III. The tissue-soul (histopsyche): third stage of phyletic psychogenesis.—In all multicellular, tissue-forming plants (metaphyta) and in the lowest, nerveless classes of tissue-forming animals (metazoa) we have to distinguish two different forms of psychic activity—namely: (1) the psyche of the individual cells which compose the tissue, and (2) the psyche of the tissue itself, or of the “cell-state” which is made up of the tissues. This “tissue-soul” is the higher psychological function which gives physiological individuality to the compound multicellular organism as a true “cell-commonwealth.” It controls all the separate “cell-souls” of the social cells—the mutually dependent “citizens” which constitute the community. This fundamental twofold character of the psyche in the metaphyta and the lower, nerveless metazoa is very important. It may be verified by unprejudiced observation and suitable experiment. In the first place, each single cell has its own sensation and movement, and, in addition, each tissue and each organ, composed of a number of homogeneous cells, has its special irritability and psychic unity (e.g., the pollen and stamens).
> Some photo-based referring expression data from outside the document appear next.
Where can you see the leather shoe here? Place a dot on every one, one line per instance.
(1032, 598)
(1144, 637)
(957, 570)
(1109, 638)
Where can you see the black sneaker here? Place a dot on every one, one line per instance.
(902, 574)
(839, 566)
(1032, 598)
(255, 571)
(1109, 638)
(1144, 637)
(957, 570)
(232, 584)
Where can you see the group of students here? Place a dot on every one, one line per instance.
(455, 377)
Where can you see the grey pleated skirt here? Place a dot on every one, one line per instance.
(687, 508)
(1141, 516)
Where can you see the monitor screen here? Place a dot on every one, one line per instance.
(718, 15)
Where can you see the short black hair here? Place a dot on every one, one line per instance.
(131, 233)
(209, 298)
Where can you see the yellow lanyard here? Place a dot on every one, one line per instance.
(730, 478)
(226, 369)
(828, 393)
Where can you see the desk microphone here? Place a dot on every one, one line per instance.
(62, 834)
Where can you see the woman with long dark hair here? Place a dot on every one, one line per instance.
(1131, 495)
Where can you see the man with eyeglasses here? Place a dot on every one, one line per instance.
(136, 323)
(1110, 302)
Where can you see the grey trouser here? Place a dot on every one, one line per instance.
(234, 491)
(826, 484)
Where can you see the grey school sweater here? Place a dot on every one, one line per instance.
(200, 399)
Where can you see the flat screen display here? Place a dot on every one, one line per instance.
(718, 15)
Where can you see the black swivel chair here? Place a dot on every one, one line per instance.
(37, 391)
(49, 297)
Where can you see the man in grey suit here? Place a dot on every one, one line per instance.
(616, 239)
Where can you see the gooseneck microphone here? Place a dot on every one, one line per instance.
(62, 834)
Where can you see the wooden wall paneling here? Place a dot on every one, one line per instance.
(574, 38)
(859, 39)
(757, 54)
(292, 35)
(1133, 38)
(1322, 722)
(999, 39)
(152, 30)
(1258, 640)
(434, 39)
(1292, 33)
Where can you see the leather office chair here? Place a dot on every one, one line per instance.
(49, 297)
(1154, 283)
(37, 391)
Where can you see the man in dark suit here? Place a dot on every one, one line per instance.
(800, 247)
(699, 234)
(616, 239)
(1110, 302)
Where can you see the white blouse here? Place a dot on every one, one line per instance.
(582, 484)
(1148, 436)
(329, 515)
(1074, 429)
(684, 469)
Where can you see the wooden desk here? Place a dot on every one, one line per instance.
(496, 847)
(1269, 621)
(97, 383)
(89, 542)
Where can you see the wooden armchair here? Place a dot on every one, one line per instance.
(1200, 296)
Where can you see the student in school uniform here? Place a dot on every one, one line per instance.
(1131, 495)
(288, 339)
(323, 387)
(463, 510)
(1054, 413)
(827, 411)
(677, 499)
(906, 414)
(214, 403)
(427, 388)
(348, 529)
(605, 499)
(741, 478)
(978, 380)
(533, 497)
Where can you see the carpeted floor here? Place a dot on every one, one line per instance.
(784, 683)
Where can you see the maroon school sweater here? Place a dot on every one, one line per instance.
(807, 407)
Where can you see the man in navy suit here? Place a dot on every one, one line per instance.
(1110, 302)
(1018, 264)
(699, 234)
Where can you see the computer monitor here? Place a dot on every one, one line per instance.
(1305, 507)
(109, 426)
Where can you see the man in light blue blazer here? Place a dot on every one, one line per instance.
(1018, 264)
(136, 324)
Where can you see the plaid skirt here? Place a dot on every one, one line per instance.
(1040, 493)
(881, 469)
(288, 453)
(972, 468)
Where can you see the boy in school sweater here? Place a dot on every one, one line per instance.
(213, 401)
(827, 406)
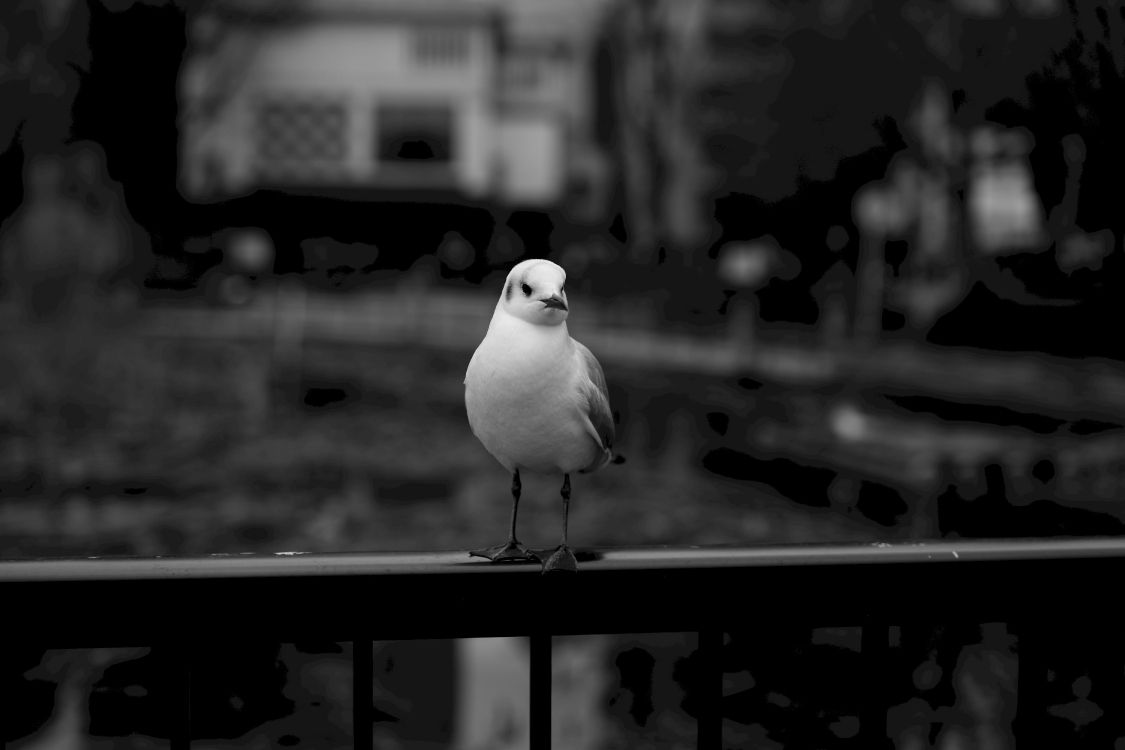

A. The plant-soul (phytopsyche) is, in our view, the summary of the entire psychic activity of the tissue-forming, multicellular plant (the metaphyton, as distinct from the unicellular protophyton); it is, however, the subject of the most diverse opinions even at the present day. It was once customary to draw an essential distinction between the plant and the animal, on the ground that the latter had a “soul” and the plant had none. However, an unprejudiced comparison of the irritability and movements of various higher plants and lower animals convinced many observers, even at the beginning of the century, that there must be a “soul” on both sides. At a later date Fechner, Leitgeb, and others strongly contended for the plant-soul. But a profounder knowledge of the subject was obtained when the similarity of the elementary structure of the plant and of the animal was proved by the cellular theory, and especially when the similarity of conduct of the active, living protoplasm in both was shown in the plasma theory of Max Schultze (1859). Modern comparative physiology has shown that the physiological attitude towards various stimuli (light, heat, electricity, gravity, friction, chemical action, etc.) of the “sensitive” portions of many plants and animals is exactly the same, and that the reflex movements which the stimuli elicit take place in precisely the same manner on both sides. Hence, if it was necessary to attribute this activity to a “soul” in the lower, nerveless metazoa (sponges, polyps, etc.), it was also necessary in the case of many (if not all) metaphyta, at least in the very sensitive mimosa, the “fly-traps” (dionaea and drosera), and the numerous kinds of climbing plants.